# Couple trips to Union Lake (NJ)



## bassassassin8 (Jun 9, 2011)

Fished last Thursday at Union Lake from 6-11am, was a breezy morning. Pretty slow, we picked up some slime darts & bass on spinnerbaits. I picked up this nice chunk on a boogiebait & a couple others on a topwater frog. 

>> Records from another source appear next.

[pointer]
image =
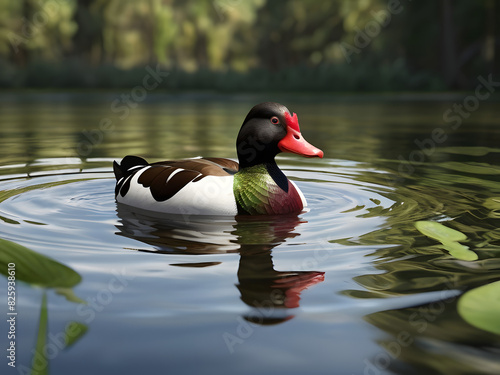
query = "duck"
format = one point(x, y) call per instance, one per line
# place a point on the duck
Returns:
point(254, 185)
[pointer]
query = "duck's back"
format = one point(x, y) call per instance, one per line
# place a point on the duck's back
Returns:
point(199, 186)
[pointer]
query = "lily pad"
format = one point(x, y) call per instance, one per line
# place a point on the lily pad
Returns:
point(459, 251)
point(449, 239)
point(439, 232)
point(480, 307)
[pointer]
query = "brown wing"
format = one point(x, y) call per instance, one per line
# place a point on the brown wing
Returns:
point(194, 170)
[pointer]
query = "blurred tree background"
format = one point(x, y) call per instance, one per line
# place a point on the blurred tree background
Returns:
point(248, 45)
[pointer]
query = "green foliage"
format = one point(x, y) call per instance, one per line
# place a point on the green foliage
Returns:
point(480, 307)
point(448, 237)
point(236, 45)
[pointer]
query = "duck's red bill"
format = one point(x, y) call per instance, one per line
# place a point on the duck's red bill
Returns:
point(294, 142)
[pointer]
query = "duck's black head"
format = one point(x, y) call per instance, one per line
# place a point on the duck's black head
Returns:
point(268, 129)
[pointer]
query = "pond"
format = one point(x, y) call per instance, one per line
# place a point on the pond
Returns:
point(393, 267)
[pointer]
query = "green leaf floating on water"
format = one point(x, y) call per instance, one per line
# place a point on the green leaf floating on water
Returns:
point(448, 237)
point(480, 307)
point(34, 268)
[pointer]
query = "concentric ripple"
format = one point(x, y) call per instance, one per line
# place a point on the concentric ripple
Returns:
point(73, 206)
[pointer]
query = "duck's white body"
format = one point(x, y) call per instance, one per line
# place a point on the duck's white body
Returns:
point(218, 186)
point(212, 195)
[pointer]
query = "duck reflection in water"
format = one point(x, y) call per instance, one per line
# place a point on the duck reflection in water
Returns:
point(253, 237)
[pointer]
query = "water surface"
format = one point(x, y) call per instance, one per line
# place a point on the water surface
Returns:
point(348, 287)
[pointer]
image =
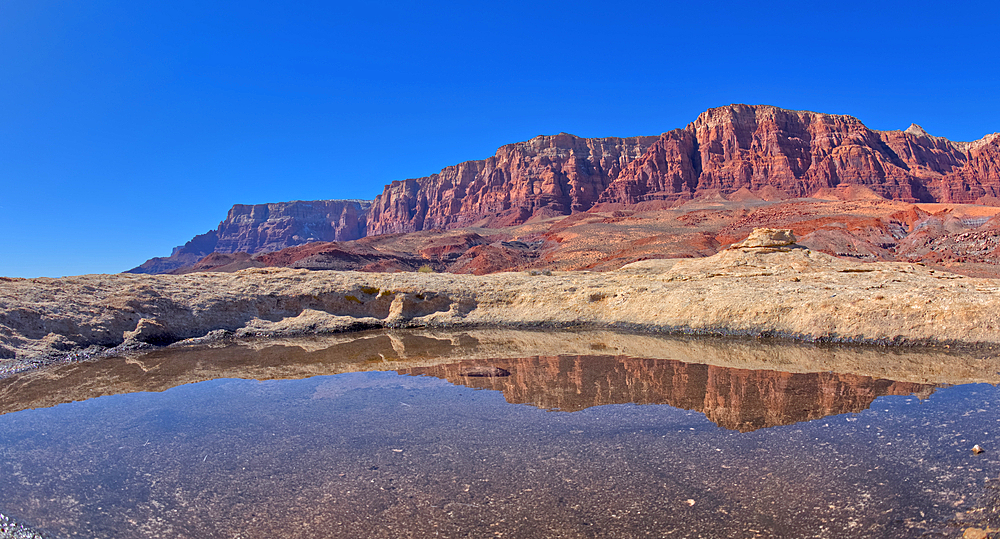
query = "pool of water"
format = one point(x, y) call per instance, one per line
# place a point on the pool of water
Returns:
point(417, 442)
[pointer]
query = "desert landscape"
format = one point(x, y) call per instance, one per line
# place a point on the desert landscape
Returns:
point(762, 268)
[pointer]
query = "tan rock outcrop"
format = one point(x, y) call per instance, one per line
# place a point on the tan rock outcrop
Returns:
point(797, 293)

Fished Union again with pops from 5:30am-11:30am, sunny, HOT, calm turning to breezy by mid morning. We started off pickin up slime darts & some nice crappie on 1/4 oz black/red spinnerbaits early in the AM. The cavitron got no love, nor did the 1.5 or boogiebait for a while. Switched over to drop shotting a finicky tickler & started pickin up bites but seemed like perch. Work another area & picked up this chunk pictured on the boogiebait. Just around 3lbs. Start workin' the East reed line, me drop shotting still & he's throwin a boogiebait. Dad picks up some nice crappie & I put a solid keeper over the gunnels on the DS rig. Lot more slime darts this time likin' the spinnerbaits & boogiebaits. Lookin' to log lots of hours there this summer. Pickin' the place apart little by little.


----------



## fish devil (Jun 9, 2011)

:twisted: Boogie man strikes again. =D> Looks like the time you put in fishing there has really paid off.


----------



## bassassassin8 (Jun 9, 2011)

fish devil said:


> :twisted: Boogie man strikes again. =D> Looks like the time you put in fishing there has really paid off.



Makes up for the skunked times we had there :lol: 8)


----------



## shamoo (Jun 11, 2011)

Good job Ryan


----------